Last updated: September 10, 2013 7:48 pm
America’s economic growth is built on sand
Washington could do much to place the recovery on firmer foundations, says Robin Harding
Twelve weeks into his presidency, when the Great Recession was at its darkest and he was still the embodiment of hope, Barack Obama gave a speech about rebuilding and rebalancing the US economy. In the biblical mode that suits him so well, Mr Obama told a parable from the Sermon on the Mount about the foolish man who built his house on sand and the wise man who built his house on rock.
“We cannot rebuild this economy on the same pile of sand,” said Mr Obama. “We must build our house upon a rock. We must lay a new foundation for growth and prosperity – a foundation that will move us from an era of borrow and spend to one where we save and invest; where we consume less at home and send more exports abroad.”

Four years on, that rebalancing has stalled; the US is building again, but on foundations of sand. It is depressing to consider, but on its current path the US is headed back to the same economic structure as before the recession: driven by consumption and sucking in imports. These are the first steps towards a future crisis.

In 2009, Mr Obama was speaking for a consensus about how the US should rebalance. The share of exports and investment should rise while consumption, imports and housing should fall. In terms of financial balances, household and government savings needed to rise and corporate savings to fall. As for incomes, labour should earn more relative to capital, and that should be more evenly distributed.

With a better balance of demand, the economy should be less vulnerable to shocks, less prone to build-ups of debt, and better able to grow because of higher investment. For a year or two it looked promising – but rebalancing stopped.

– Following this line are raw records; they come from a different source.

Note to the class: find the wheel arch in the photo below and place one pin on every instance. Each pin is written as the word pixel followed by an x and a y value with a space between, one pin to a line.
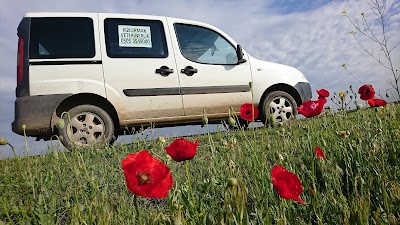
pixel 86 99
pixel 282 87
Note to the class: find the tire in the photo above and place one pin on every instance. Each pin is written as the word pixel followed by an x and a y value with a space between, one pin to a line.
pixel 86 125
pixel 278 106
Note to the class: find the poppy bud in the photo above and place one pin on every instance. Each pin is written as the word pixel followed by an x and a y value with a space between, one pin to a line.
pixel 60 124
pixel 232 182
pixel 3 141
pixel 231 121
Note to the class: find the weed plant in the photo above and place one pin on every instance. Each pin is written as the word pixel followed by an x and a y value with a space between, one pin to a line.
pixel 229 179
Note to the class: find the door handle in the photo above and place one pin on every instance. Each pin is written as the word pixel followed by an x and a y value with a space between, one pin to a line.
pixel 189 71
pixel 164 71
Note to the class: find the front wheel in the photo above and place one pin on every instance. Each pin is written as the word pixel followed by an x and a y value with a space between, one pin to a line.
pixel 278 106
pixel 86 125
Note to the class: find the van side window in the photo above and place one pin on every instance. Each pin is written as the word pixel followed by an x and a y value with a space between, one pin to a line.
pixel 61 37
pixel 202 45
pixel 135 38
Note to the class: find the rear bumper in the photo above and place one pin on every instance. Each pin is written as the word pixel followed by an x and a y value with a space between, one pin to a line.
pixel 304 90
pixel 35 112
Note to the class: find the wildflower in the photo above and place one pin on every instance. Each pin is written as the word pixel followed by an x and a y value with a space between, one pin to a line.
pixel 205 118
pixel 161 139
pixel 358 106
pixel 366 92
pixel 312 108
pixel 342 95
pixel 319 153
pixel 344 134
pixel 146 176
pixel 60 124
pixel 232 182
pixel 231 121
pixel 3 141
pixel 376 102
pixel 181 149
pixel 287 184
pixel 249 112
pixel 322 93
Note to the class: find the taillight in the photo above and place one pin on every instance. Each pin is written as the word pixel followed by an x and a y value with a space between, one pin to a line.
pixel 20 60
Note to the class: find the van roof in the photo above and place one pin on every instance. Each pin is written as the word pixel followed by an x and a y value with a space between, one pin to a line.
pixel 88 14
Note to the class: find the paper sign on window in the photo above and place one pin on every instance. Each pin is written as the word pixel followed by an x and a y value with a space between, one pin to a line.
pixel 134 36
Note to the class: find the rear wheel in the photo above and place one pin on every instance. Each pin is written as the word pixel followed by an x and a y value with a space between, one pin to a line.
pixel 278 106
pixel 86 125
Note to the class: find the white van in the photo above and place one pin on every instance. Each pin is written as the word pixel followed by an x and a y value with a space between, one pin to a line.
pixel 115 71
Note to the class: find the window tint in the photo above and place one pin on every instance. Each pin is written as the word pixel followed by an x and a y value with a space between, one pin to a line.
pixel 53 38
pixel 202 45
pixel 132 38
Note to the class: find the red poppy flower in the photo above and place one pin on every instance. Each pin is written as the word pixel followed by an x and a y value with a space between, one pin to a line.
pixel 376 102
pixel 312 108
pixel 182 149
pixel 146 176
pixel 366 92
pixel 322 93
pixel 287 184
pixel 319 153
pixel 247 110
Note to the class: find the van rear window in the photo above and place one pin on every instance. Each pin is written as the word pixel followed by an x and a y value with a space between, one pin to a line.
pixel 135 38
pixel 61 37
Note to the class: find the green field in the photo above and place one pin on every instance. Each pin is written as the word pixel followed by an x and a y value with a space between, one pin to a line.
pixel 358 182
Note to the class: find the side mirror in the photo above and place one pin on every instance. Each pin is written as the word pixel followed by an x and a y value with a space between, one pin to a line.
pixel 239 54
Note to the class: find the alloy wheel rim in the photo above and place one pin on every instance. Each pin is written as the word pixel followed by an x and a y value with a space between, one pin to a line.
pixel 86 129
pixel 280 109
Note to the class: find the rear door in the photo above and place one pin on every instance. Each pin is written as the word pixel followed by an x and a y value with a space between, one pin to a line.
pixel 139 68
pixel 210 77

Start with trade. The current account deficit fell to 2.5 per cent of gross domestic product in 2009 but then got stuck. Mr Obama’s 2010 goal of doubling exports in five years looks like a pipe dream. As the US recovers and emerging economies slow down, the current account deficit looks likely to widen.
The personal savings rate tells a similar story. In the wake of the crisis it jumped from 3 per cent of incomes to 6 per cent, but has since drifted down again nearer to 4 per cent. Corporate savingall that cash on corporate balance sheets – remains high even as the public sector battles to reduce its deficit.
Labour’s share of national income has stabilised at about 59 per cent of GDP; it was 62 per cent before the recession. Median household incomes are lower than before the recession as inequality rises. Worst of all, private investment remains below even its long-run share of national output, while public investment peaked with the stimulus in 2010 and has been falling ever since.
There are one or two bright spots. The brightest is the rise of shale oil, supporting trade and investment; while new financial regulations should limit the chances of a build-up in credit and thus encourage a higher savings rate. But this is not a balanced economy.

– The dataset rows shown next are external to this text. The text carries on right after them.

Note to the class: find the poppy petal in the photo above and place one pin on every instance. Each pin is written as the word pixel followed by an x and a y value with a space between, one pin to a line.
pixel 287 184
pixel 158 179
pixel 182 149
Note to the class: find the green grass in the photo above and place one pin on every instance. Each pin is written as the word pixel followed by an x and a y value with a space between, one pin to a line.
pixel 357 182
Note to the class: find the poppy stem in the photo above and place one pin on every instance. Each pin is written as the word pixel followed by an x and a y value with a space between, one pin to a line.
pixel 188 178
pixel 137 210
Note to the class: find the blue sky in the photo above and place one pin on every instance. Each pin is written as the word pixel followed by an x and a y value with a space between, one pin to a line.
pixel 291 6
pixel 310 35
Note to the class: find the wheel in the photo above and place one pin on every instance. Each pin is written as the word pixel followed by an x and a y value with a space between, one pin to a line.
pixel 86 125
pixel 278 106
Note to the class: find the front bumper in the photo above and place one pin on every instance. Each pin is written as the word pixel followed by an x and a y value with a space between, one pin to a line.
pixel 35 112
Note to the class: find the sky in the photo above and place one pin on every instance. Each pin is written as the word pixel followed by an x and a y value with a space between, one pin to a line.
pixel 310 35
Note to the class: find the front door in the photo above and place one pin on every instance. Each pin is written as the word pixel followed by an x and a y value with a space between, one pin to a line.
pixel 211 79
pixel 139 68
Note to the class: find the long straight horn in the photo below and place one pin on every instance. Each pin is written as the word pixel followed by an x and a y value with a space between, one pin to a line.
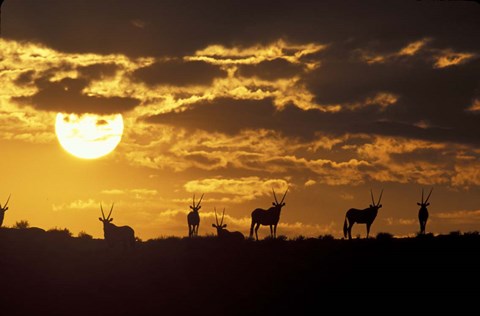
pixel 101 208
pixel 274 196
pixel 111 209
pixel 283 198
pixel 6 203
pixel 199 201
pixel 380 198
pixel 429 195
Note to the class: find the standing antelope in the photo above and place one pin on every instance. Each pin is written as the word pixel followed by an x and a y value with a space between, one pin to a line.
pixel 3 209
pixel 365 216
pixel 268 217
pixel 116 234
pixel 423 212
pixel 223 233
pixel 193 218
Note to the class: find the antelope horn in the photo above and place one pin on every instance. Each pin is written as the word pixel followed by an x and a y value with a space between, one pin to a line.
pixel 6 203
pixel 380 198
pixel 101 208
pixel 429 195
pixel 274 196
pixel 111 209
pixel 199 201
pixel 283 198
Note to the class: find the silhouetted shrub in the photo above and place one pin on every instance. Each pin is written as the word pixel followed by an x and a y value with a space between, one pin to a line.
pixel 299 238
pixel 455 233
pixel 21 224
pixel 84 235
pixel 59 232
pixel 326 237
pixel 384 236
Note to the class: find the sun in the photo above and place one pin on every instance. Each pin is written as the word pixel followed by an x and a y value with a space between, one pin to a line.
pixel 89 136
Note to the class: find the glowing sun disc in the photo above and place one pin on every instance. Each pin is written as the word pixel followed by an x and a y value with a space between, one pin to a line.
pixel 89 136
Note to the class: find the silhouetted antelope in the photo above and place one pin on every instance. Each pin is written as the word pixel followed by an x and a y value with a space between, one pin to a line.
pixel 423 212
pixel 113 234
pixel 268 217
pixel 223 233
pixel 193 218
pixel 365 216
pixel 3 209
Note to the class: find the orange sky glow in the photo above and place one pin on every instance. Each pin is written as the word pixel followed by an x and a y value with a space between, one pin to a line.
pixel 313 97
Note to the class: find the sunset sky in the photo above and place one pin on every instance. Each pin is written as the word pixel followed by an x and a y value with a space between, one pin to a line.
pixel 230 99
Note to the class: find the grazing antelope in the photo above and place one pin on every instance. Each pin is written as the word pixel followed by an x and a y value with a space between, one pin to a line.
pixel 268 217
pixel 423 212
pixel 223 233
pixel 114 234
pixel 193 218
pixel 365 216
pixel 3 209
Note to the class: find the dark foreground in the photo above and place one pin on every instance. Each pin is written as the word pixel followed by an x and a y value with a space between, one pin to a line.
pixel 53 274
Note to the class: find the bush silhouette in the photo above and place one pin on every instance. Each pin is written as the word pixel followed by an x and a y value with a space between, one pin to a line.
pixel 23 224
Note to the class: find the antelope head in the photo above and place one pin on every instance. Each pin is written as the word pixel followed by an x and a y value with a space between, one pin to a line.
pixel 221 225
pixel 425 203
pixel 377 205
pixel 103 219
pixel 196 207
pixel 276 203
pixel 3 209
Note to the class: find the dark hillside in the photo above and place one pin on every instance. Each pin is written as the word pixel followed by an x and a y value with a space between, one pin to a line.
pixel 42 273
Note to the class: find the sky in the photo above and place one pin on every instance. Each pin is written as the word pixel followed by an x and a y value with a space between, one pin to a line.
pixel 233 99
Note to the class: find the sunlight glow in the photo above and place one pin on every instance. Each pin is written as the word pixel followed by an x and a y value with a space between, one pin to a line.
pixel 89 136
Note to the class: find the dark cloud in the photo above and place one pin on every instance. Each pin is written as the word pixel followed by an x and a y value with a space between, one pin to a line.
pixel 179 27
pixel 98 71
pixel 271 70
pixel 25 77
pixel 66 96
pixel 232 116
pixel 179 73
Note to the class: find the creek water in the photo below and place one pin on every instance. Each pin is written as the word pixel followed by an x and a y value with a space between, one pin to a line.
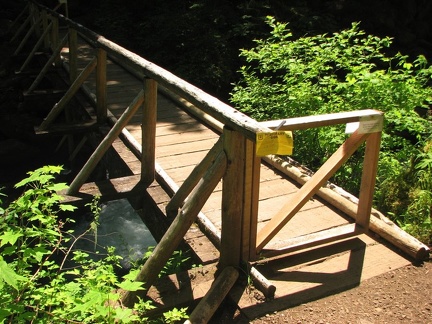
pixel 119 226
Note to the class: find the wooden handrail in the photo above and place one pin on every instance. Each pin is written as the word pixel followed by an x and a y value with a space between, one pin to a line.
pixel 209 104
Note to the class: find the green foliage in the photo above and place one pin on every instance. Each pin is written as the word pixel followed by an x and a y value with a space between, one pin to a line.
pixel 35 286
pixel 349 70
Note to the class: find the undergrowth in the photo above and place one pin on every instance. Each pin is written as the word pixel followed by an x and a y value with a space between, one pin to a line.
pixel 35 285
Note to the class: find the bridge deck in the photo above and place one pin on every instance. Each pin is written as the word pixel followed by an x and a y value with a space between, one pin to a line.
pixel 182 142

Policy makers cannot prescribe the balance of the economy but there is still much they could do to build the US recovery on firmer foundations. The first and most obvious step is reform of the housing finance agencies Fannie Mae and Freddie Mac. Remarkably, given their role in the crisis, there has been no legal change to reduce the artificial subsidy they put into the mortgage market. The more time passes, the harder that change becomes.

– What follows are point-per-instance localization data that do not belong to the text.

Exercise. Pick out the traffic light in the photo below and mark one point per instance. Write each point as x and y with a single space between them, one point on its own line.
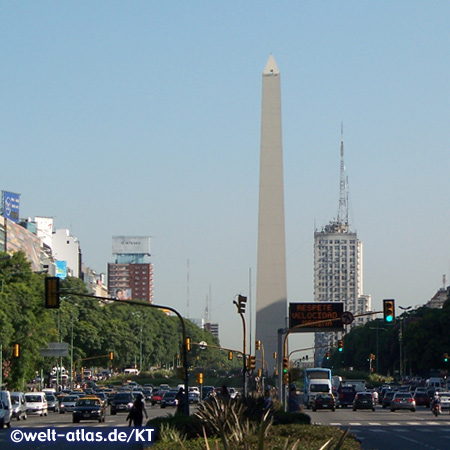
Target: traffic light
52 292
389 311
241 304
285 366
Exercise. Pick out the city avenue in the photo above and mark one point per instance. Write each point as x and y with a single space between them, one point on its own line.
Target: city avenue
386 430
61 421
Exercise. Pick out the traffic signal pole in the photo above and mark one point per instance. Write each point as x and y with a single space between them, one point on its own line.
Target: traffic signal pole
241 310
52 293
304 325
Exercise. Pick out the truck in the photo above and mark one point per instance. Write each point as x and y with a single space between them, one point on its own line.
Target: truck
317 380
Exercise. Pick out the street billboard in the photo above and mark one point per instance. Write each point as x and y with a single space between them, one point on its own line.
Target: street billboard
10 205
19 238
306 315
61 269
131 245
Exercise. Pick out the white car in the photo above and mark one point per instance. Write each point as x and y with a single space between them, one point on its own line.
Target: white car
36 403
445 399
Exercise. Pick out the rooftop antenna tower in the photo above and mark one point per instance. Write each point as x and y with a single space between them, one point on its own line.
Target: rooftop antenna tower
342 218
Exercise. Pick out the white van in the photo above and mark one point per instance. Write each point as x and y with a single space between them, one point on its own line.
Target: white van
19 406
5 409
36 403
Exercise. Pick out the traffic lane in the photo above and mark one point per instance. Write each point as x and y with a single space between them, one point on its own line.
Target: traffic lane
65 420
394 437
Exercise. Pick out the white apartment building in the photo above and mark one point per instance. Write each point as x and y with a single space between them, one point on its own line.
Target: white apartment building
338 277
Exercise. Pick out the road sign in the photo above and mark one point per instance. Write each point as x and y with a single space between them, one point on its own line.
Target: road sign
55 349
322 316
347 318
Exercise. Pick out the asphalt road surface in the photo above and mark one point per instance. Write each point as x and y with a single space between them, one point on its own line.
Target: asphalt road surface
386 430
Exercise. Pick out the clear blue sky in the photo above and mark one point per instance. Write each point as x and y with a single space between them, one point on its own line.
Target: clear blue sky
143 118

If – or rather when – the current account deficit starts to rise again, Mr Obama should take on any country that manipulates its currency against the dollar. Many emerging markets, including China as it struggles with its own rebalancing, may be tempted in the next couple of years. The US should resist going down that path again.

The most important element of a better balanced economy is investment, both public and private. That means finding a way to stop the macroeconomic insanity of sequestration cuts to investment in scientific research, education and infrastructure. Not only do they leach short-term demand for the economy, they also actively reduce the very things that America needs more of, in return for minimal reduction to the budget deficit.

Republicans in Congress do not seem overly concerned, preferring to use the sequestration as leverage to seek cuts in long-term entitlement spending. Mr Obama will have to decide whether he wants to win a once-in-a-generation political battle about the size of government in the US – which will mean holding out for higher tax revenues even as the public sector falls apart around him – or else look to the short and medium-term health of the economy by cutting a deal that delivers relief from the sequestration.

There are few levers to pull on private investment. The most obvious path to a short-term recovery is a healthier economy; and the best way to promote that is by doing something about the sequestration. Corporate tax reform could boost incentives to invest in the US. It is also worth looking at whether executive pay practices have become a disincentive to investment at public companies.
The balance of an economy seems abstract most of the time so long as it produces growth and jobs – but in the long run it affects the quality of the jobs, the level of growth and the stability of the whole. It would be a tragedy if a shift towards sustainability was not a legacy of the financial crisis for the US economy.

Mr Obama was upbeat in his 2009 speech, and chose not to mention it, but this is what becomes of the house built on sand: “And the rain descended, and the floods came, and the winds blew, and beat upon that house; and it fell: and great was the fall of it.”